ALB, albumin; AIHA, autoimmune hemolytic anemia; BP, blood pressure; BSH, British Society for Hematology; CBC, complete blood count; CHD, congenital heart disease DAT, direct antiglobulin test; FGR, fetal growth restriction; GDM, gestational diabetes mellitus; HbH, hemoglobin H; HCT, hematocrit; hsCRP, high-sensitivity C-reactive protein; ICU, intensive care unit; IVF-ET, in vitro fertilization-embryo transfer; MDT, multidisciplinary team; NC, absolute neutrophil count; NEUT%, neutrophil percentage; NT-proBNP, N-terminal pro-B-type natriuretic peptide; NTDT, non-transfusion-dependent thalassemia; OCT, oxytocin challenge test; PCT, procalcitonin; PE, preeclampsia; RBC, red blood cell; TAIHC, transfusion-associated immune hemolytic crisis; TDT, transfusion-dependent thalassemia; TIF, Thalassemia International Federation; UA, uric acid; U, units; wAIHA, warm AIHA; WBC, white blood cell count.

Data Sharing Statement

All data generated or analysed during this study are included in this published article.
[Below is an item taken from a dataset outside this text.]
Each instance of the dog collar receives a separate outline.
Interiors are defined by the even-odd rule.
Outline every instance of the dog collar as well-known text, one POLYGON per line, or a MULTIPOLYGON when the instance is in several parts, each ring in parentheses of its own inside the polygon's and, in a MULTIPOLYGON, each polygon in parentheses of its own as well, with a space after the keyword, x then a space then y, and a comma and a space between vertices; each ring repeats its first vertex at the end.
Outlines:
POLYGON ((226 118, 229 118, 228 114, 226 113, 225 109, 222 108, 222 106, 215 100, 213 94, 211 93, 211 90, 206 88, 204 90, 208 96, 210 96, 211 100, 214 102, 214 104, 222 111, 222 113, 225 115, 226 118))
Ethics Approval and Informed Consent

This case series has been approved by the Ethical Review Committee of Wuming Hospital of Guangxi Medical University [Approval No. WM-2025(160)], including approval of the study protocol and permission to publish the case details.

Consent for Publication

For the three cases presented in this manuscript, written consent for the publication of any potentially identifiable images or data has been properly obtained as follows: for the deceased patient, written consent was acquired from the patient prior to death; for the remaining two living patients, written consent was obtained directly from the patients themselves.

Author Contributions

All authors made a significant contribution to the work reported, whether that is in the conception, study design, execution, acquisition of data, analysis and interpretation, or in all these areas. They also took part in drafting, revising, or critically reviewing the article All authors have given a full approval of this manuscript to be published, and have agreed on the journal to which the article should be submitted. They also agree to be accountable for all aspects of the work.

Funding

This work was supported by the Self-financed Project of the Health Commission of Guangxi Zhuang Autonomous Region entitled “Correlation Analysis between Thromboelastography Parameters and Postpartum Hemorrhage in Pregnant Women with Preeclampsia“ (No. Z20210050) and the Self-financed Project of the Health Commission of Guangxi Zhuang Autonomous Region entitled “Correlation Study between Group B Streptococcus (GBS) Infection at Various Stages of Pregnancy, Vaginal Microecological Imbalance and Adverse Pregnancy Outcomes (No. Z-A20230788).

Disclosure

The authors report no conflicts of interest in this work.